Increasing demands by tourists and residents for mixed bathing at ocean pools led communities with gender-segregated ocean pools to consider developing new ocean pools or new arrangements to cater for continental or mixed bathing at existing ocean pools.
The surf lifesaving clubs and the wider community were involved in funding, developing, managing and maintaining ocean pools on Sydney’s Eastern Beaches, in sparsely settled Warringah Shire on Sydney’s Northern Beaches , on the Central Coast, in the Illawarra municipalities of Kiama, Shellharbour and Gerringong, at Port Kembla in Central Illawarra Shire and at Little Austinmer, Coledale, Scarborough, Bulli, Thirroul and Woonona in Bulli Shire.
The most glamorous of the 1920s Illawarra pools was the Wollongong Continental Baths, the first ocean pool in Wollongong that allowed men, women and children to bathe and swim together. Wollongong’s two surf lifesaving clubs jointly created a men’s amateur swimming club based at this new pool.

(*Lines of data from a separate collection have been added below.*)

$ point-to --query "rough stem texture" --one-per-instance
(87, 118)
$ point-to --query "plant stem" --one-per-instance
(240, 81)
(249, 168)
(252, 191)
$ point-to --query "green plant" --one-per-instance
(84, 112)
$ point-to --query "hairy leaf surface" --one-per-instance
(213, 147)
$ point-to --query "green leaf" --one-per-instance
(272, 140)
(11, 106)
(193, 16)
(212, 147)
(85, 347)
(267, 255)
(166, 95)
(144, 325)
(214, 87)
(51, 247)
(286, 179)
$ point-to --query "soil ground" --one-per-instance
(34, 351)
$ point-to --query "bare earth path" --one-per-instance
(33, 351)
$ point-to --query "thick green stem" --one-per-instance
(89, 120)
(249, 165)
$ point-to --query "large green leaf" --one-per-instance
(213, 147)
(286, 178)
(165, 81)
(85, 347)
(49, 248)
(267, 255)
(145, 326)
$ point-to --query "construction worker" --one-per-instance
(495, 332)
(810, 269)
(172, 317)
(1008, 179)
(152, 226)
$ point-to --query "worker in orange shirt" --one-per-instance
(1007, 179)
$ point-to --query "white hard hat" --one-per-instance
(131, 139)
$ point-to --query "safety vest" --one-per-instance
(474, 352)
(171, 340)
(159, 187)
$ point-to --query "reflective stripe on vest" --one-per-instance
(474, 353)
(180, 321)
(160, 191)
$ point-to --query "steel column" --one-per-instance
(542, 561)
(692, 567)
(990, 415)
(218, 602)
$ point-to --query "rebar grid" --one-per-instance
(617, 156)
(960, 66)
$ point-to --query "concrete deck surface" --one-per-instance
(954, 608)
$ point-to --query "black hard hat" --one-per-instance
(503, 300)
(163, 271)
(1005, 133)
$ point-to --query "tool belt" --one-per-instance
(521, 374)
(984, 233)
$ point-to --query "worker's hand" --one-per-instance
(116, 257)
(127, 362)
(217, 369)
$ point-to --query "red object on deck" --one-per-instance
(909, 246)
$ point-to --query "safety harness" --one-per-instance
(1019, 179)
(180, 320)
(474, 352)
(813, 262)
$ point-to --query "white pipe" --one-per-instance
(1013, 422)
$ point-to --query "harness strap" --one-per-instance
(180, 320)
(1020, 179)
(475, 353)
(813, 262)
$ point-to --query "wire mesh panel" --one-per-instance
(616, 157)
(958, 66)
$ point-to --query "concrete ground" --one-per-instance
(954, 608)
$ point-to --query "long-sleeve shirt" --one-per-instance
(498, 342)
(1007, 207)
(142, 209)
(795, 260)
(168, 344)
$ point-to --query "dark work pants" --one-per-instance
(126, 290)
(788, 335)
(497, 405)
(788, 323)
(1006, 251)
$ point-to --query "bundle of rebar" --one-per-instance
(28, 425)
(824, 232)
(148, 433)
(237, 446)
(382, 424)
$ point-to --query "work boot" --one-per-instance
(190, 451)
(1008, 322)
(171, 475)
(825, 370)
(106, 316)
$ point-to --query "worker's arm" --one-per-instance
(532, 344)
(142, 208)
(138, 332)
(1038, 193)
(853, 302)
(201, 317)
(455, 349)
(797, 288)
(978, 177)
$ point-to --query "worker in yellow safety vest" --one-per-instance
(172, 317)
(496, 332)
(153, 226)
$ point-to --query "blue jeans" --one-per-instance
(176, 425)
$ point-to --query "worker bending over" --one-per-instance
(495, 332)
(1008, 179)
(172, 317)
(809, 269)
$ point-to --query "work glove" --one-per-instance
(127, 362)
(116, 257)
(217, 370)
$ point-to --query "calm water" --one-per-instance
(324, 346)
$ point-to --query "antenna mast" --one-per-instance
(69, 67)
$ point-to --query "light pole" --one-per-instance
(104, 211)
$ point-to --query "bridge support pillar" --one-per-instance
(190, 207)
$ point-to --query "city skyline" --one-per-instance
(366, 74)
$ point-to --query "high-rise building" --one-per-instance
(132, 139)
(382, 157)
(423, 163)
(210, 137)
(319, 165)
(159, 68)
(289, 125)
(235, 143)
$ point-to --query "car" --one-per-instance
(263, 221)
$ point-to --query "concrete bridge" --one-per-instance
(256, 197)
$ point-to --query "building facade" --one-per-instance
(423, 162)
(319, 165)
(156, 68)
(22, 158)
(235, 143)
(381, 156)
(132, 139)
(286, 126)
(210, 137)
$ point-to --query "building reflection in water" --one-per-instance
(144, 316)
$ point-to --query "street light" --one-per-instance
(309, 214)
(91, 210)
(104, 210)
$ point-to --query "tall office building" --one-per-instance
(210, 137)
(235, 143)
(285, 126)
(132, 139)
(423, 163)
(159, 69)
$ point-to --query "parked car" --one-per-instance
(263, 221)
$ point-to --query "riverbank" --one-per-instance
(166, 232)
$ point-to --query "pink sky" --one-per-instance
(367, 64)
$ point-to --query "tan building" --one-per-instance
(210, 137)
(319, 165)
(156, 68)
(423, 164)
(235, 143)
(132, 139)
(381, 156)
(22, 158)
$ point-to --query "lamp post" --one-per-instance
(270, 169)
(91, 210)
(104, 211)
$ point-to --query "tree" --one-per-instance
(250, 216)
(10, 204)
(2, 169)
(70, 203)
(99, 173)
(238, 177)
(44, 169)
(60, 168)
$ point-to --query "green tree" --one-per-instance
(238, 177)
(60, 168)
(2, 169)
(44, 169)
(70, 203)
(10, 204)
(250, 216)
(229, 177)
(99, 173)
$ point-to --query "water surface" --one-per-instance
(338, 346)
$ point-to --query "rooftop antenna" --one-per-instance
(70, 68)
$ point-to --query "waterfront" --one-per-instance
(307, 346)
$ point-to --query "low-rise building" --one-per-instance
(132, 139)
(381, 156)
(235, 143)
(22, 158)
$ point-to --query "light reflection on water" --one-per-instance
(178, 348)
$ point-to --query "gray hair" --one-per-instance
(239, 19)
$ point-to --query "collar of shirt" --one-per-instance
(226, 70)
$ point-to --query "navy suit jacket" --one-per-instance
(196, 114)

The Randwick and Coogee Ladies Amateur Swimming Club began its long association with Coogee’s Ladies Baths and the women’s swimming club at the Bondi Baths produced elite swimmers. Men’s competitive club swimming at Sydney’s Bronte Baths and Bondi Baths, was no longer confined to the summer swimming season with both the Bronte Splashers and the Bondi Icebergs staging winter competitions.
Australia – Western Australia
To make it easier for his arthritic wife to enjoy the pleasures of seabathing, Patrick Percy had a small ocean pool known as Anastasia’s Pool developed near the lighthouse keepers cottage in the rather isolated northern port of Broome.